2003/RAFFARIN_  » Les socialistes semblent préférer leur parti à la patrie. »

3° séance du 10 juillet 2003
après que Pascal TERRASSE ait défendu « l’exception d’irrecevabilité »

http://www.assemblee-nationale.fr/12/cri/2002-2003/20030235.asp#PG6

 

Rappel au règlement

    M. Jean-Marc Ayrault. Je demande la parole pour un rappel au règlement. (Protestations sur les bancs du groupe de l’Union pour un mouvement populaire.)
    M. Michel Herbillon. Il y avait longtemps !
    Plusieurs députés du groupe socialiste. Attendez !
    M. Julien Dray. Quelle impatience !
    M. le président. La parole est à M. Jean-Marc Ayrault pour un rappel au règlement.
    M. Jean-Marc Ayrault. Monsieur le président, ce soir, le Premier ministre a tenu, avec le ministre de l’intérieur, une réunion publique, à Asnières
    M. Claude Goasguen. Quel rapport ?
    M. Jean-Marc Ayrault. Je vais vous citer un extrait de son intervention. (Protestations sur les bancs du groupe de l’Union pour un mouvement populaire.)
    « Je n’ai pas parlé de l’opposition. Elle n’en vaut pas toujours la peine. Nos adversaires, je crois, ont perdu le sens de la France, de l’intérêt général. » (« Oui ! Oui ! » et applaudissements sur les bancs du groupe de l’Union pour un mouvement populaire. – Exclamations sur les bancs du groupe socialiste.)
    M. le président. Un peu de silence. Seul M. Ayrault a la parole.
    M. Jean-Marc Ayrault. « Ils ont démotivé la France. Ils semblent préférer leur parti à leur patrie. » (Applaudissements sur les bancs du groupe de l’Union pour un mouvement populaire. – Vives exclamations et claquements de pupitres sur les bancs du groupe socialiste.)
    M. Julien Dray. Raffarin, qu’est-ce qu’il connaît de la patrie ?
    M. Jean-Marc Ayrault. Voilà des propos dignes des années trente. En lisant cette dépêche, nous, députés socialistes, avons été d’abord incrédules, puis nous sommes passés de la stupéfaction à l’indignation. (Applaudissements sur les bancs du groupe socialiste. – Rires et exclamations sur les bancs du groupe de l’Union pour un mouvement populaire.)
    M. Bernard Roman. Absolument !
    M. Jean-Pierre Balligand.

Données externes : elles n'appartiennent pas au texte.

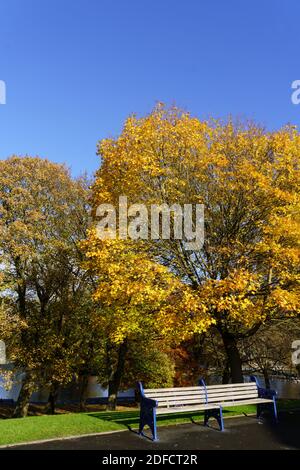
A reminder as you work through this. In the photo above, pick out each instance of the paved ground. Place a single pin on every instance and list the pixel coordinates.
(240, 433)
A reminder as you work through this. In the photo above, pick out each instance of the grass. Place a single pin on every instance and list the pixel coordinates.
(13, 431)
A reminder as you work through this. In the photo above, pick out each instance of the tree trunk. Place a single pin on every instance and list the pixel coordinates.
(83, 386)
(226, 374)
(21, 409)
(50, 407)
(267, 378)
(233, 356)
(116, 376)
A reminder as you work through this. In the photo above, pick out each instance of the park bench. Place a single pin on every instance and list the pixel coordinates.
(208, 398)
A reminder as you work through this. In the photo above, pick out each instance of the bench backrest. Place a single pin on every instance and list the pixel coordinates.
(167, 397)
(231, 392)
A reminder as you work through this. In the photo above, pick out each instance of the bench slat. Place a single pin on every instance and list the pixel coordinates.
(238, 392)
(245, 384)
(254, 401)
(180, 402)
(230, 398)
(199, 393)
(185, 409)
(150, 390)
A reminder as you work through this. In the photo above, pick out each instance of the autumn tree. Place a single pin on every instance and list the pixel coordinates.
(43, 217)
(141, 304)
(247, 271)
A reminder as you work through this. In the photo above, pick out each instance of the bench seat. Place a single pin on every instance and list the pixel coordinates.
(208, 398)
(186, 408)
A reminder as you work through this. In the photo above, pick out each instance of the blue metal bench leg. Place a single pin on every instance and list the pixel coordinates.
(148, 417)
(261, 407)
(217, 414)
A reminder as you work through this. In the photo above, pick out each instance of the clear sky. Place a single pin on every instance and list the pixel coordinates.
(74, 69)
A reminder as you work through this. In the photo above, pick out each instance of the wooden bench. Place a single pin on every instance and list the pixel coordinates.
(208, 398)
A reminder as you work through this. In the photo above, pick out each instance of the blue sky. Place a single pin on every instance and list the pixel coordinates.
(74, 69)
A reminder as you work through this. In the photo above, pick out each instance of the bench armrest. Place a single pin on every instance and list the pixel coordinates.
(266, 393)
(148, 402)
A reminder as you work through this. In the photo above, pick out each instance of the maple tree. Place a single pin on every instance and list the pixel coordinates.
(248, 180)
(140, 302)
(46, 293)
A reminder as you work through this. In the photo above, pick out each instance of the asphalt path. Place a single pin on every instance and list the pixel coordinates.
(240, 433)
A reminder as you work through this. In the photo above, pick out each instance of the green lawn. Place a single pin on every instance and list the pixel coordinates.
(13, 431)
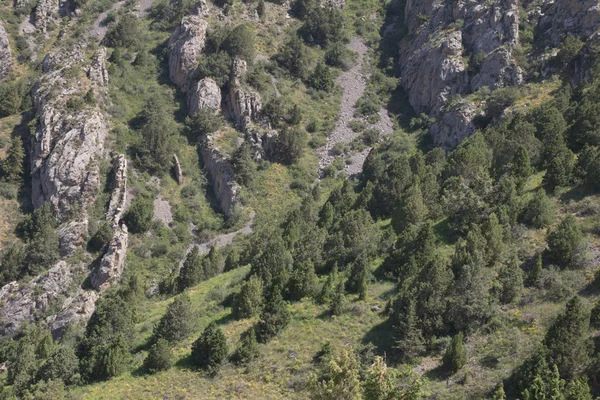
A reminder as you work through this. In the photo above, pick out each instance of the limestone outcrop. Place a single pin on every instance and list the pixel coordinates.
(433, 58)
(5, 53)
(204, 95)
(67, 144)
(21, 303)
(244, 103)
(221, 175)
(573, 17)
(185, 45)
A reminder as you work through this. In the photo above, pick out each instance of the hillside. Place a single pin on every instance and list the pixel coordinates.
(325, 199)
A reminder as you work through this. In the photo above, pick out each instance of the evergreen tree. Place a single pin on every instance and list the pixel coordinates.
(12, 166)
(191, 271)
(339, 379)
(565, 242)
(408, 337)
(494, 236)
(410, 210)
(249, 301)
(177, 322)
(359, 270)
(329, 285)
(539, 212)
(274, 317)
(62, 365)
(521, 167)
(210, 349)
(160, 357)
(243, 164)
(456, 354)
(248, 349)
(511, 279)
(499, 393)
(232, 261)
(534, 275)
(567, 340)
(302, 281)
(578, 389)
(139, 216)
(337, 303)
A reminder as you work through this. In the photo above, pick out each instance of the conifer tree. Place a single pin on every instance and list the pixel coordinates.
(191, 271)
(249, 301)
(565, 241)
(210, 349)
(274, 317)
(177, 322)
(456, 354)
(534, 275)
(511, 279)
(567, 340)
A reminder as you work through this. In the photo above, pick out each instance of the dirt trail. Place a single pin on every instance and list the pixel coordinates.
(354, 83)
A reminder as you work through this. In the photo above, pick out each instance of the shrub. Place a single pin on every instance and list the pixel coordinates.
(565, 242)
(249, 301)
(248, 349)
(177, 322)
(160, 357)
(456, 355)
(139, 216)
(210, 349)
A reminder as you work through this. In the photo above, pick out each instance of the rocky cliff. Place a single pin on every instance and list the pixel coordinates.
(5, 53)
(221, 175)
(185, 45)
(435, 52)
(69, 141)
(65, 152)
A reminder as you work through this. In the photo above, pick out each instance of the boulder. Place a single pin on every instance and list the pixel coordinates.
(185, 45)
(5, 53)
(221, 175)
(204, 95)
(113, 262)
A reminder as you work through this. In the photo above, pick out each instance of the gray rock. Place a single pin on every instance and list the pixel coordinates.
(113, 262)
(221, 175)
(454, 126)
(5, 53)
(185, 45)
(178, 171)
(204, 95)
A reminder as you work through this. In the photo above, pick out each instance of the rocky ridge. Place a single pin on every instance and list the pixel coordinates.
(65, 152)
(432, 63)
(5, 53)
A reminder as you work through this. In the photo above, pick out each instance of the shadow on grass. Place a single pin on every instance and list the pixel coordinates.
(381, 336)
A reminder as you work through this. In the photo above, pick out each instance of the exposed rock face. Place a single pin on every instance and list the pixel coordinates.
(573, 17)
(76, 309)
(22, 303)
(45, 13)
(5, 54)
(244, 104)
(113, 261)
(178, 171)
(67, 145)
(185, 45)
(204, 95)
(222, 177)
(118, 198)
(432, 57)
(454, 126)
(97, 72)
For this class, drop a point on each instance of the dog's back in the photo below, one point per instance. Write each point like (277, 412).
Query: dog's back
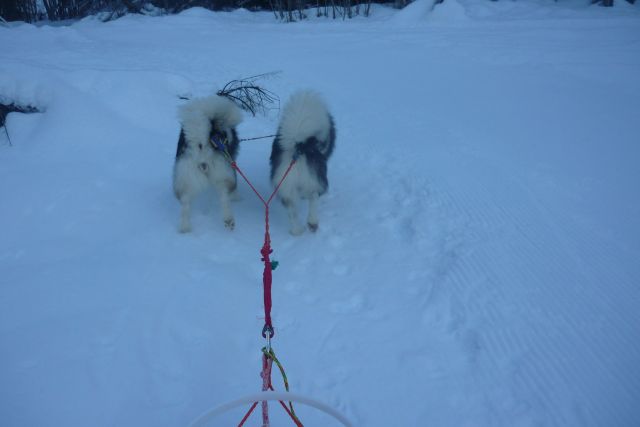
(306, 130)
(306, 133)
(198, 164)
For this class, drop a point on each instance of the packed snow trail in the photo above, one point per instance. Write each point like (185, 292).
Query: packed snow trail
(476, 262)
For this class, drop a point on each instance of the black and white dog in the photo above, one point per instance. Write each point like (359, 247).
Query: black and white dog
(307, 133)
(198, 165)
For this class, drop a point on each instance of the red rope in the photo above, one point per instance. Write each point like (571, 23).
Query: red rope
(266, 247)
(266, 382)
(266, 281)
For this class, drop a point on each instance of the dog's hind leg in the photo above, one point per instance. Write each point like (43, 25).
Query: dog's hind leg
(185, 213)
(312, 219)
(224, 191)
(294, 226)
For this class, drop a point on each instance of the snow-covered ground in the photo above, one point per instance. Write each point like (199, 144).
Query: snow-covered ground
(477, 262)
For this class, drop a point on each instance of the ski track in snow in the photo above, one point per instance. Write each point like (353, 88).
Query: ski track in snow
(446, 286)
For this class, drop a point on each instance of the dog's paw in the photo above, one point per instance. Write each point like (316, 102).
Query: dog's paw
(296, 230)
(230, 223)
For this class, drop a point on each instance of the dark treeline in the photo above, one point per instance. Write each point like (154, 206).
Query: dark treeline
(286, 10)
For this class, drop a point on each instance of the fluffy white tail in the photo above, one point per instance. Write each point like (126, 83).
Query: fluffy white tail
(305, 115)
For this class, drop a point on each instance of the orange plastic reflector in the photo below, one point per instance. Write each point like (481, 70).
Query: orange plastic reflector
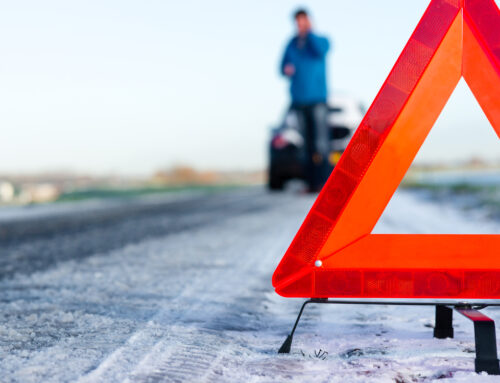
(454, 39)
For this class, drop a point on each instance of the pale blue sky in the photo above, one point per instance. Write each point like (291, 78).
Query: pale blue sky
(132, 86)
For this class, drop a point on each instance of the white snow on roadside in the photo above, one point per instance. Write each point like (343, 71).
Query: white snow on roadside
(199, 306)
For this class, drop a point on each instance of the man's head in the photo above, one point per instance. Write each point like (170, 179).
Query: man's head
(302, 22)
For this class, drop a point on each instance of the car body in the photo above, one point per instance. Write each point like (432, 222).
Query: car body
(287, 146)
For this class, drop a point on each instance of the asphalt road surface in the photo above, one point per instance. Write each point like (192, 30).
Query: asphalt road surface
(177, 289)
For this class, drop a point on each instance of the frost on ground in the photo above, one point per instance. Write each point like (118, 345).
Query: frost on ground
(198, 305)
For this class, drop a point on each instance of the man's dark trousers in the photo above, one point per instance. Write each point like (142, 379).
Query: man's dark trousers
(317, 143)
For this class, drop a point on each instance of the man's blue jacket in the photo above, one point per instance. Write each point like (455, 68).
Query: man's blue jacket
(307, 54)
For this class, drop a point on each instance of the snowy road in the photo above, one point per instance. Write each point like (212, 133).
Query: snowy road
(179, 290)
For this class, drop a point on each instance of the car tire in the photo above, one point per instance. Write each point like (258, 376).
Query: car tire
(276, 183)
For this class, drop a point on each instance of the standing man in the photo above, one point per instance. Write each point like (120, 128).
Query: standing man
(304, 63)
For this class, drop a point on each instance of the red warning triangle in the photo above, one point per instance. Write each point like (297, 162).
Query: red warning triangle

C’est grave !
    M. Jean-Marc Ayrault. Monsieur le président, cette déclaration est particulièrement choquante.
Nous n’avons pas à nous justifier. Nous aimons la France autant que vous. (Applaudissements sur les bancs du groupe socialiste et sur quelques bancs du groupe des député-e-s communistes et républicains.) Nous défendons nos convictions aussi fortement que vous, parce que nous croyons à la démocratie et à la confrontation des idées, des projets et des programmes. (Exclamations sur les bancs du groupe de l’Union pour un mouvement populaire.)
    Nous croyons à la différence entre la droite et la gauche, mais nous savons, en cas de besoin, prendre nos responsabilités, défendre l’intérêt général, l’intérêt national. (Rires et exclamations sur les bancs du groupe de l’Union pour un mouvement populaire.) Notre histoire, nos engagements, à nous et à beaucoup d’autres qui nous ont précédés, sont là pour le prouver. (Protestations sur les bancs du groupe de l’Union pour un mouvement populaire.)
    Mme Nadine Morano. Ce n’est pas un rappel au règlement !
    M. Jean-Marc Ayrault. Rien d’autre ne nous anime que l’intérêt des Français dans ce débat sur l’avenir de notre système de retraite. Alors, comment peut-on nous humilier de la sorte, nous…
    M. Bernard Deflesselles. Vous avez cinq ans de responsabilité !
    M. Jean-Marc Ayrault. … et surtout, au-delà de nous, ceux que nous représentons et qui sont des Français comme les autres ? (Applaudissements sur les bancs du groupe socialiste et du groupe des député-e-s communistes et républicains.)
    Ces Français étaient au rendez-vous du 1er mai 2002, comme ils étaient au rendez-vous du 5 mai 2002 (Protestations et claquements de pupitres sur les bancs du groupe de l’Union pour un mouvement populaire), quand ils ont su mettre au-dessus de leurs convictions les intérêts de la République. (Applaudissements sur les bancs du groupe socialiste et sur quelques bancs du groupe des député-e-s communistes et républicains.)
    Alors, oui, nous sommes non seulement choqués, mais indignés par cette déclaration du Premier ministre ! (Exclamations sur les bancs du groupe de l’Union pour un mouvement populaire.)
    Je demande, monsieur le président, au nom du groupe socialiste, une suspension de séance ! (Vives protestations sur les bancs du groupe de l’Union pour un mouvement populaire.) Nous ne reviendrons siéger que dans un débat que nous souhaitons digne (Rires et exclamations sur les bancs du groupe de l’Union pour un mouvement populaire), dans lequel les points de vue pourront être confrontés dans le respect des uns et des autres (Protestations sur les bancs du groupe de l’Union pour un mouvement populaire), que quand le Premier ministre sera venu en séance pour s’expliquer et présenter ses excuses devant la représentation nationale ! (Vifs applaudissements sur les bancs du groupe socialiste et du groupe des député-e-s communistes et républicains. – Protestations sur les bancs du groupe de l’Union pour un mouvement populaire.)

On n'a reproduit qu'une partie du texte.